Der ungarische Ministerpräsident Viktor Orban besuchte am Donnerstag den besonders betroffenen Ort Kolontar. Der rechtskonservative Regierungschef zeigte sich dort von dem Ausmass der Katastrophe betroffen. «Hier kann man nicht mehr leben», sagte er in dem am meisten in Mitleidenschaft gezogenen Ortsteil.
«Memento für die Ewigkeit»
«Wahrscheinlich wird man hier im Dorf eine neue Siedlung bauen müssen», sagte Orban. «Das hier wird man voraussichtlich als Memento für die Ewigkeit einzäunen müssen.» Bei einer Dorfversammlung am Vorabend hatte sich die Mehrheit der Betroffenen gegen eine Rückkehr in die verseuchten Häuser ausgesprochen.
Eine giftige Schlammlawine aus einem Bauxitwerk hatte sich am Montag über fünf Ortschaften in Westungarn ergossen. Insgesamt waren rund 40 Quadratkilometer Land betroffen.

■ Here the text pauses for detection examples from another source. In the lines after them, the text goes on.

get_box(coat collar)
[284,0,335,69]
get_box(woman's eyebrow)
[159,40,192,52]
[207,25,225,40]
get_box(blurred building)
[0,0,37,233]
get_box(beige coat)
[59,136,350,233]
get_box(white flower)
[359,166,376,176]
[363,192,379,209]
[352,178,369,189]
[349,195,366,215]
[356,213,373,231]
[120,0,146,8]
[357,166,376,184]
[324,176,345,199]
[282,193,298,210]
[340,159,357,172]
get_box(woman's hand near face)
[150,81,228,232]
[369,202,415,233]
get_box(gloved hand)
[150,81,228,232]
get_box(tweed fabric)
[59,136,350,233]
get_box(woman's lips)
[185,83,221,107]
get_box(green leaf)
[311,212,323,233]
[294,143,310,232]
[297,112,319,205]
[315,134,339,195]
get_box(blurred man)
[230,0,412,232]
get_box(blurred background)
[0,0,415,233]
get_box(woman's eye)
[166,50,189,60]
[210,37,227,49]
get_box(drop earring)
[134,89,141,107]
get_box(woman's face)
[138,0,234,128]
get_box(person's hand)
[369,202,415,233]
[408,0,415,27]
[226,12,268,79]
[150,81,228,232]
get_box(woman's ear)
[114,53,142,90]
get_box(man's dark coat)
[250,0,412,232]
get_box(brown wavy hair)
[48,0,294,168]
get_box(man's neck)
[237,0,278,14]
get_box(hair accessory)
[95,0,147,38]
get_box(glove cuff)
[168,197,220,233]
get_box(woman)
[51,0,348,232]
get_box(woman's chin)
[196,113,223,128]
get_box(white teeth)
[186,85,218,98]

In Kolontar waren vier Menschen getötet und rund 150 verletzt worden, als das Speicherbecken der Aluminiumhütte MAL AG barst und ätzender Schlamm ausfloss. Die rote Brühe überschwemmte Häuser, Gärten und Autos. Der Schlamm ist das Abfallprodukt bei der Herstellung von Reinbauxit, aus dem Aluminium gewonnen wird.
Ungarn bittet um EU-Hilfe
Inzwischen bat Ungarn die EU-Partner um Hilfe. Wie ein Kommissionssprecher am Donnerstagabend in Brüssel mitteilte, seien an Ort und Stelle sofort bis zu fünf Experten mit Erfahrung bei solchen Unfällen nötig. Budapest habe dazu den EU-Zivilschutz-Mechanismus ausgelöst.
Die Kommission bat die Teilnehmerländer, Ungarn zu unterstützen. Umweltkatastrophen dieser Art machten nicht an Grenzen halt. An dem Zivilschutz-Mechanismus sind neben den 27 EU-Staaten auch Kroatien, Island, Liechtenstein und Norwegen beteiligt.